Rico Reese

No. 24
- Position: Defensive end

Personal information
- Born: April 5, 1983 (age 43) East Point, Georgia, U.S.
- Listed height: 6 ft 2 in (1.88 m)
- Listed weight: 252 lb (114 kg)

Career information
- High school: Pebblebrook High School
- College: Western Carolina University
- NFL draft: 2006: undrafted

Career history
- Macon Knights (2006); Birmingham Steeldogs (2007); Tennessee Valley Vipers (2008); Alabama Vipers (2010); Kansas City Command (2011); Georgia Force (2011);

Awards and highlights
- 2008 Won AF2 Arena Cup Arena Football 2;
- Stats at ArenaFan.com

= Rico Reese =

American football player (born 1983)

Rico Lamar Reese (born April 5, 1983) is an American former professional football player in the af2 and Arena Football League (AFL).
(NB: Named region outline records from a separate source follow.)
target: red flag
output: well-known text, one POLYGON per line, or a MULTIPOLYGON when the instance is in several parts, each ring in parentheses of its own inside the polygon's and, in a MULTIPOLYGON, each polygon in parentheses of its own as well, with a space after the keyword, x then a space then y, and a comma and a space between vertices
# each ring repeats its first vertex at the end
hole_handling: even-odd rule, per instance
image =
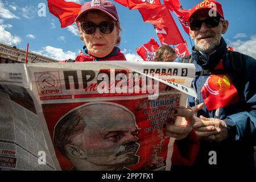
POLYGON ((174 50, 177 55, 179 57, 183 57, 190 55, 189 51, 188 51, 186 43, 179 44, 174 48, 174 50))
MULTIPOLYGON (((223 69, 222 61, 216 68, 223 69)), ((239 102, 237 90, 228 75, 210 75, 201 89, 201 93, 208 110, 239 102)))
POLYGON ((137 48, 137 54, 141 56, 144 61, 153 61, 155 57, 155 52, 159 47, 158 43, 151 38, 150 41, 143 44, 140 48, 137 48))
POLYGON ((173 13, 175 14, 179 18, 180 23, 183 27, 184 30, 189 35, 188 29, 188 21, 187 15, 188 10, 183 10, 182 6, 179 0, 163 0, 166 7, 173 13))
POLYGON ((75 22, 82 5, 64 0, 47 0, 49 11, 59 18, 61 28, 75 22))
MULTIPOLYGON (((135 0, 129 1, 135 2, 135 0)), ((166 6, 139 3, 133 9, 139 10, 145 22, 154 25, 162 45, 176 45, 184 42, 175 22, 166 6)))
POLYGON ((146 3, 152 5, 161 5, 160 0, 135 0, 134 2, 129 0, 114 0, 116 2, 122 5, 125 7, 127 7, 129 9, 131 9, 134 6, 138 3, 146 3))

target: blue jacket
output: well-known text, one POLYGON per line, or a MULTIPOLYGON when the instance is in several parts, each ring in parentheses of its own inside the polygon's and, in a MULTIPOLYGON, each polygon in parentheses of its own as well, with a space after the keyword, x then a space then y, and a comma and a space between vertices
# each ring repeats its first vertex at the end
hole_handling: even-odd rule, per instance
MULTIPOLYGON (((230 69, 226 44, 222 38, 220 45, 210 55, 205 55, 192 48, 192 57, 196 71, 203 69, 213 70, 220 60, 224 69, 230 69)), ((245 104, 242 102, 231 104, 223 107, 208 110, 205 106, 198 112, 198 116, 214 118, 225 121, 229 126, 229 137, 220 142, 209 142, 201 140, 201 148, 196 160, 195 167, 204 169, 246 169, 255 168, 253 157, 253 146, 256 145, 256 60, 247 55, 242 55, 245 72, 245 86, 242 88, 245 104), (242 108, 241 108, 242 107, 242 108), (217 154, 217 165, 210 165, 209 153, 214 151, 217 154)), ((229 75, 237 88, 237 83, 229 75)), ((196 76, 193 84, 195 87, 198 100, 189 97, 188 105, 191 106, 204 102, 201 89, 208 76, 196 76)))

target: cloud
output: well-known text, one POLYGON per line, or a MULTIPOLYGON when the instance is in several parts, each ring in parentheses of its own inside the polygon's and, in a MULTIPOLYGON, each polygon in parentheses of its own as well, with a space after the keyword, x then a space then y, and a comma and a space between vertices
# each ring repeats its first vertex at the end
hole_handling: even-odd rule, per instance
POLYGON ((10 32, 6 31, 6 28, 10 28, 13 27, 11 24, 0 24, 0 42, 6 44, 17 45, 19 44, 22 40, 18 36, 13 36, 10 32))
POLYGON ((27 5, 24 7, 19 9, 20 11, 20 14, 26 18, 31 19, 35 15, 37 15, 37 12, 35 10, 36 8, 34 6, 27 5))
POLYGON ((79 36, 80 35, 78 30, 77 26, 76 26, 76 24, 73 24, 67 27, 67 28, 68 28, 68 31, 70 31, 75 36, 79 36))
POLYGON ((127 52, 127 49, 123 49, 123 50, 121 50, 121 52, 122 53, 125 54, 125 53, 126 53, 127 52))
POLYGON ((238 39, 236 42, 232 42, 227 40, 227 42, 229 46, 234 48, 234 51, 256 58, 256 35, 251 36, 248 40, 242 41, 238 39))
POLYGON ((64 41, 64 42, 65 42, 65 37, 63 36, 59 36, 59 37, 57 39, 58 39, 58 40, 59 40, 59 41, 64 41))
POLYGON ((0 0, 0 17, 4 19, 19 19, 15 14, 11 13, 9 10, 5 7, 5 5, 2 0, 0 0))
POLYGON ((137 54, 128 53, 125 54, 125 56, 126 58, 127 61, 143 61, 142 58, 141 58, 139 55, 137 54))
POLYGON ((55 25, 53 23, 51 23, 51 28, 55 28, 55 25))
POLYGON ((35 52, 52 57, 57 60, 64 60, 69 59, 75 59, 76 56, 76 53, 75 52, 70 51, 64 52, 61 48, 55 48, 51 46, 43 47, 42 50, 35 52))
POLYGON ((243 33, 240 33, 240 34, 237 34, 237 35, 236 35, 236 36, 233 38, 238 39, 238 38, 247 38, 246 34, 243 34, 243 33))
POLYGON ((28 35, 27 35, 27 37, 28 38, 35 39, 35 36, 34 35, 32 35, 32 34, 28 34, 28 35))
POLYGON ((17 7, 14 5, 9 5, 9 7, 14 11, 16 11, 17 10, 17 7))

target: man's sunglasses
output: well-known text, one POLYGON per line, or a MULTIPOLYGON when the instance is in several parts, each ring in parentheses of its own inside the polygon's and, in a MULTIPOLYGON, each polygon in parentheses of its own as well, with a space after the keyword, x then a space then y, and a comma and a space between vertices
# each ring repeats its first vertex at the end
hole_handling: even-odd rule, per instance
POLYGON ((224 20, 224 19, 222 18, 210 17, 204 20, 192 21, 189 23, 189 27, 192 31, 199 30, 202 26, 203 22, 204 22, 207 27, 213 28, 218 25, 220 21, 224 20))
POLYGON ((92 34, 96 31, 97 27, 100 28, 104 34, 110 34, 114 30, 115 23, 111 22, 102 22, 99 24, 96 24, 92 22, 81 23, 81 28, 86 34, 92 34))

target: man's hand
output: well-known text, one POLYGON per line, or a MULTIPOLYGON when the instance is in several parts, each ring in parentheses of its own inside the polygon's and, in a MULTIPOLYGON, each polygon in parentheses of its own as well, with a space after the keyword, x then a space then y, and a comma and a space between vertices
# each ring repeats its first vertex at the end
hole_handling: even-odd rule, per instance
POLYGON ((200 139, 220 142, 228 136, 227 126, 221 119, 207 118, 201 115, 200 120, 196 119, 193 127, 196 129, 196 135, 200 139))
MULTIPOLYGON (((199 108, 200 109, 200 107, 199 108)), ((183 119, 185 119, 187 124, 181 126, 166 124, 164 127, 166 131, 166 135, 175 138, 176 140, 186 138, 193 130, 193 125, 195 122, 193 109, 190 107, 176 108, 173 109, 171 113, 174 116, 184 117, 183 119)))

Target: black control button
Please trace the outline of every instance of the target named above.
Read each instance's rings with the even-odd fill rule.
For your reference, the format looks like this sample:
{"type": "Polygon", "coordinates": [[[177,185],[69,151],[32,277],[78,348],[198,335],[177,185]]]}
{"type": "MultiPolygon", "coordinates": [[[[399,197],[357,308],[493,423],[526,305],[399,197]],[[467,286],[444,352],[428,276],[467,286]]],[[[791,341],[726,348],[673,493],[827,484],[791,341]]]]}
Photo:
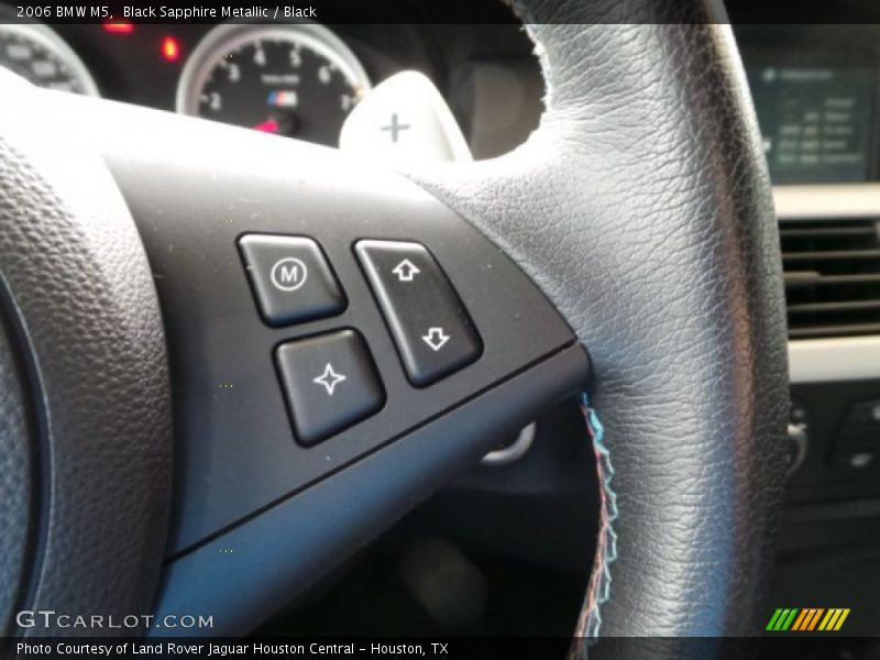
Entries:
{"type": "Polygon", "coordinates": [[[880,399],[853,405],[847,416],[847,422],[871,425],[880,429],[880,399]]]}
{"type": "Polygon", "coordinates": [[[283,343],[276,361],[297,441],[306,447],[385,404],[366,343],[353,330],[283,343]]]}
{"type": "Polygon", "coordinates": [[[425,387],[480,356],[471,317],[424,245],[359,241],[355,252],[410,383],[425,387]]]}
{"type": "Polygon", "coordinates": [[[270,326],[332,316],[345,309],[330,264],[311,239],[246,234],[239,240],[257,306],[270,326]]]}

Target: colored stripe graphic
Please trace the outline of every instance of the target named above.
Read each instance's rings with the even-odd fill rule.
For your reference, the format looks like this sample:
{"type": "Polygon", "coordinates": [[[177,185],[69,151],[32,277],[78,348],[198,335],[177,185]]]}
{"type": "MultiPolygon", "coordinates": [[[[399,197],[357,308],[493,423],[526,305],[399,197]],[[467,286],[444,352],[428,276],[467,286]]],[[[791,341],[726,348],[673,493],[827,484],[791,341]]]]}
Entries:
{"type": "Polygon", "coordinates": [[[849,608],[844,607],[778,607],[770,617],[766,630],[774,632],[791,631],[832,631],[839,630],[849,616],[849,608]]]}

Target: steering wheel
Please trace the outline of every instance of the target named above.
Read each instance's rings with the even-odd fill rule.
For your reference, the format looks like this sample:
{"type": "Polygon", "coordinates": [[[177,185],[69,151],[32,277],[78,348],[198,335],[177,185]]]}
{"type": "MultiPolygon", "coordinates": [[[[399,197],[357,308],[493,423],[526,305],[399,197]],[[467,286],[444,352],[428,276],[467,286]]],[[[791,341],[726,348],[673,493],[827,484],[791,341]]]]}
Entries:
{"type": "Polygon", "coordinates": [[[18,614],[46,609],[246,632],[584,389],[605,510],[578,635],[759,630],[787,338],[729,25],[516,9],[540,128],[404,174],[0,79],[7,636],[81,632],[18,614]]]}

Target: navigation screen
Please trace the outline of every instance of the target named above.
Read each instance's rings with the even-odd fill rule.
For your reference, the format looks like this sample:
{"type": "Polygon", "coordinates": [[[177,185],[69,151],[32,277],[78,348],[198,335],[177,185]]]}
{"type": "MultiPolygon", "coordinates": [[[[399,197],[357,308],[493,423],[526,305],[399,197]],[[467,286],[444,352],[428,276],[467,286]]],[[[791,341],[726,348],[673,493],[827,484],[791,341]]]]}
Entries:
{"type": "Polygon", "coordinates": [[[877,74],[867,68],[749,68],[774,184],[867,180],[877,74]]]}

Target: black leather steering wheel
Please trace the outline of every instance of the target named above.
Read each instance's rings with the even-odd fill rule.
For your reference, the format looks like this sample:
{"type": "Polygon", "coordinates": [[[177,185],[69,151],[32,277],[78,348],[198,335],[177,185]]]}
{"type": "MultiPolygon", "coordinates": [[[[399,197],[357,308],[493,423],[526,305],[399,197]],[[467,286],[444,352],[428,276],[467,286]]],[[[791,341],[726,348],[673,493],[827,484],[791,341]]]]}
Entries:
{"type": "Polygon", "coordinates": [[[16,620],[37,609],[246,632],[584,388],[616,517],[578,634],[755,634],[784,472],[779,240],[729,26],[672,4],[521,2],[540,129],[406,176],[0,76],[6,635],[72,632],[16,620]],[[315,239],[344,310],[264,322],[249,233],[315,239]],[[361,270],[369,239],[429,249],[475,363],[413,385],[361,270]],[[302,447],[277,349],[340,329],[384,403],[302,447]]]}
He played college football at Western Carolina University. Reese was a 1st Team All Southern Conference selection his senior season.

Reese played professionally with the af2's Macon Knights, Birmingham Steeldogs, and Tennessee Valley Vipers, and the AFL's Alabama Vipers, Kansas City Command, and Georgia Force. He has also spent time as a Health/Personal Fitness teacher for East Cobb Middle School.